The netconsole stuff is weird, because I don't get anything from the 3.17-rc1 boot, but then I seem to get everything from the following 3.16 boot. It looks like the output gets queued up and then all gets sent once netconsole is up.

I do see errors in the early booting for netconsole. Typically it is because the network device isn't valid yet. (I tried using eth0, and eth1 instead of p7p1 on the kernel parameters, but that didn't get me any output when the system hangs.)

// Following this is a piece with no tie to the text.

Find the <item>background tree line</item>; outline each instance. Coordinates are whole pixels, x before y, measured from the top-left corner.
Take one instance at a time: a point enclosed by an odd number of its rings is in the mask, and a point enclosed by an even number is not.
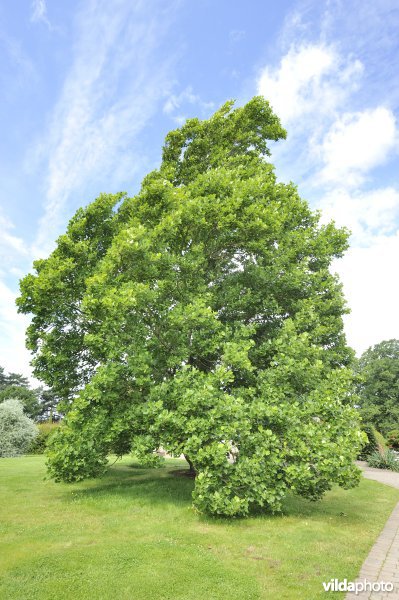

I have another system I can test on, that I have been holding off on. But I'll do something quick. It has a different USB setup and if it boots that might point to some sort of USB problem. I have seen issues in the past with USB 2 devices connected tp USB 1.1 on the motherboard.

Comment 3 Bruno Wolff III 2014-08-20 12:08:28 UTC
My other i686 machine, which is f21 with rawhide nodebug kernels did boot normally.
So I wouldn't be surprised if the issue was USB related, but it's too early to tell for sure. I'll start going down the bisect route.

Comment 4 Bruno Wolff III 2014-08-21 13:01:06 UTC
I verified the vanilla kernels work the same way (v3.16 is OK and v3.17-rc1 is broken), so I should be able to bisect this. It will probably take a week.

I'll also be testing the new Fedora kernels in case the problem gets fixed independently.

Comment 5 Bruno Wolff III 2014-08-22 04:12:33 UTC
This appears to be fixed in 3.17.0-0.rc1.git1.2.fc22.1.i686+PAE, which is going to save me a lot of trouble.